Planned learning activities and teaching methods:
The use of AI tools during the course will not be allowed.
In addition to contacting the course instructor, students with disabilities, Specific Learning Disorders (SLD), Special Educational Needs (SEN), and other health conditions can reach out to the Student Services Office - Inclusion Unit to receive more information about opportunities to access teaching with specific support and tools.
Module 1 - Past Climates
Frontal lectures (6 CFU = 48 hours) with the support of PowerPoint presentations, during which the main course topics will be discussed. Interactive discussion and students’ contribution to the debate will be encouraged.
Module 2 - Past Life
Frontal lectures (5 CFU); Class laboratories (1 CFU). Lectures with the support of on-screen presentations.

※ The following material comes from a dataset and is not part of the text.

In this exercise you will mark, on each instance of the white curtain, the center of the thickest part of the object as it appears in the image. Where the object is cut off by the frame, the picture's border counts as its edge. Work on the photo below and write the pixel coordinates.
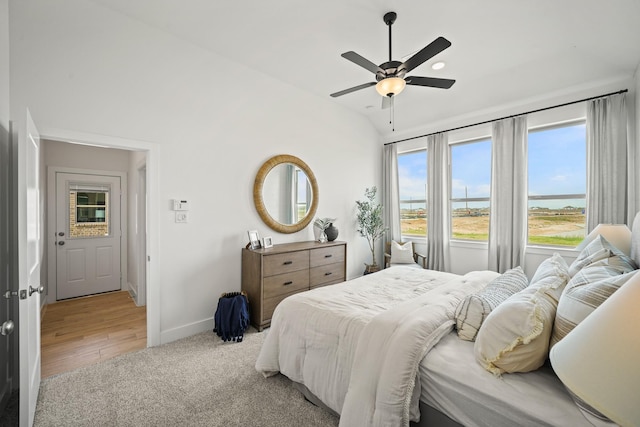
(607, 157)
(508, 211)
(391, 193)
(438, 206)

During the frontal lectures, key topics will be introduced, and their critical discussion will be promoted by questions. These topics will be further examined in subsequent laboratory sessions.
- Laboratory activities will include the following:
1) Group work to analyze a case study.
2) Identification under microscopy of main microfossil groups utilized as paleoenvironmental proxies.
3) Identification under microscopy of foraminifera and calcareous nannoplankton at the genus level. Initially the teacher will provide the necessary tools to identify these forms. Students will then work autonomously, while engaging with one another under the teacher's supervision, to identify under microscope the taxa presented in some selected samples. Finally, a group discussion will be held to interpret the paleoclimatic and stratigraphic significance of the analyzed samples, in order to contextualize their paleoenvironmental implications.Whenever possible, seminars led by specialists - both online and in person - will be organized to give students opportunities to discuss and deepen their understanding of selected topics.